The 2018 Ontario election will come down to the wire.

History hasn’t yet been written, but most polls show Andrea Horwath’s NDP holds a narrow lead over Doug Ford’s PCs – in a nutshell, it’s going to be “pretty darn close.”

According to the latest data released by polling firm EKOS, Horwath’s NDP currently have a 1 point lead over Ford’s PCs. Kathleen Wynne’s Liberals are a distant third – Wynne herself conceded the Liberals have no path to victory.

But even if the NDP wins by as much as 3% – as one recent poll aggregator noted – Ford’s PCs could still form a majority government.

You heard that right: Doug Ford could hold 100% of the decision-making power on important files like health and education, making life or death decisions that impact the province’s children and elderly.

What could possibly go wrong?

Unless anti-Ford voters send a united message at the ballot box, Ontario’s First-Past-The-Post system could allow a party with one-quarter of its candidates facing lawsuits, probes and police investigations to form a majority government with as little as one-third of the overall votes.
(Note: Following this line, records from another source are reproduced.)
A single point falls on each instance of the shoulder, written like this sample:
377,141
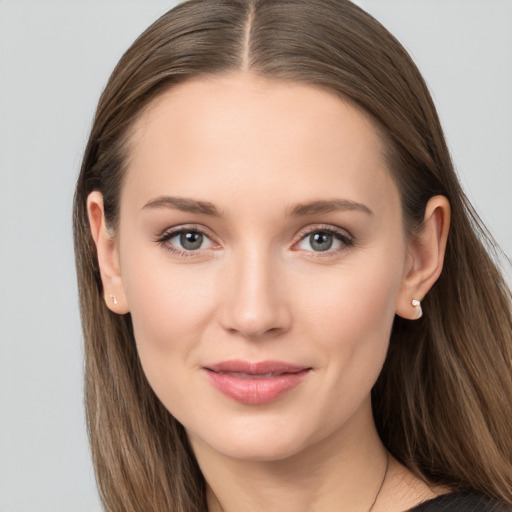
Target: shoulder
464,501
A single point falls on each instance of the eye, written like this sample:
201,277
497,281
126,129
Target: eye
185,240
324,240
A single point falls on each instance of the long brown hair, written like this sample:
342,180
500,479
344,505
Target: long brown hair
443,403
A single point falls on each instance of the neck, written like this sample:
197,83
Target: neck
342,472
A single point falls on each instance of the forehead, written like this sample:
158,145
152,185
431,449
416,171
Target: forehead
247,135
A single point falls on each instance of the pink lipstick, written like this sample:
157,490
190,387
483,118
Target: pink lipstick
255,383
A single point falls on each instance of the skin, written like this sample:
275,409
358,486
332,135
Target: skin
257,289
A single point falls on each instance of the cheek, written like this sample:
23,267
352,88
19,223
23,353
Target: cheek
170,306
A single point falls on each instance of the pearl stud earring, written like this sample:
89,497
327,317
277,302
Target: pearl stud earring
417,305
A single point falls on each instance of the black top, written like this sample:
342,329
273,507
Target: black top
461,502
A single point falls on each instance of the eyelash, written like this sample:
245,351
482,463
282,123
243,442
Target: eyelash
342,236
345,238
170,234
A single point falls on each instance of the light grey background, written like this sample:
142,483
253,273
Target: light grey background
55,57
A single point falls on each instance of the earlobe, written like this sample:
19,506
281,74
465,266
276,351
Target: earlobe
426,252
108,256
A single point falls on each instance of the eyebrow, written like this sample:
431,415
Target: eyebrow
315,207
299,210
183,204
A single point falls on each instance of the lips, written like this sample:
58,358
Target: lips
255,383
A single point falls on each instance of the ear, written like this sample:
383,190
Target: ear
108,256
426,251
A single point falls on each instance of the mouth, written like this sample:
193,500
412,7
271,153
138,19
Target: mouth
255,383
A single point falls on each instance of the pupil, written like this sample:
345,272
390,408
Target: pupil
321,241
191,240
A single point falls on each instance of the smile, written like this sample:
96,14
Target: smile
255,383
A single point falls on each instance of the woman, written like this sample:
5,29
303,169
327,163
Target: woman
286,300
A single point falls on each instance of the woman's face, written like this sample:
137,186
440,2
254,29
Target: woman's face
262,254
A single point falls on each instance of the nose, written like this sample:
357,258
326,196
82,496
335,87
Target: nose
255,303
That’s because First-Past-The-Post has a knack for producing strange outcomes, including situations that see “rule by the minority over the majority.”

 

Canadian history offers countless examples of strange results produced by our First-Past-The-Post system:

• In 1993, Jean Chretien’s Liberals formed a majority government, winning 60% of seats with only 41% of the popular vote. Meanwhile, the separatist Bloc Québécois became Official Opposition with only 13.5% of the vote, winning more seats than Preston Manning’s Reform Party, which received 18.7% of the vote.

• Joe Clark’s PCs formed a minority government in 1979 despite losing the popular vote to Pierre Trudeau’s Liberals by 4.2% — Clark’s PCs held 48.8% of the seats with only 35.8% of the votes.

• Who else formed majority governments despite losing the popular vote? New Brunswick’s PCs did it in 1974, British Columbia’s NDP did it in 1996 and John Diefenbaker’s PCs did it in 1957 too.

This can be even more striking at the individual riding level.

During the 2015 federal election, 60.65% of of the House of Commons’ 338 seats were won by candidates who received less than half the vote – in a number of cases, MPs even won their seats with less than 30% of the votes in their riding.

Some are already suggesting a majority government led by Ford and could be a “powerful example” of why Canada needs electoral reform.

But is learning that lesson worth four years of chaos and cuts under Doug Ford?

Voters Ontario will cast their ballots on Thursday, June 7th.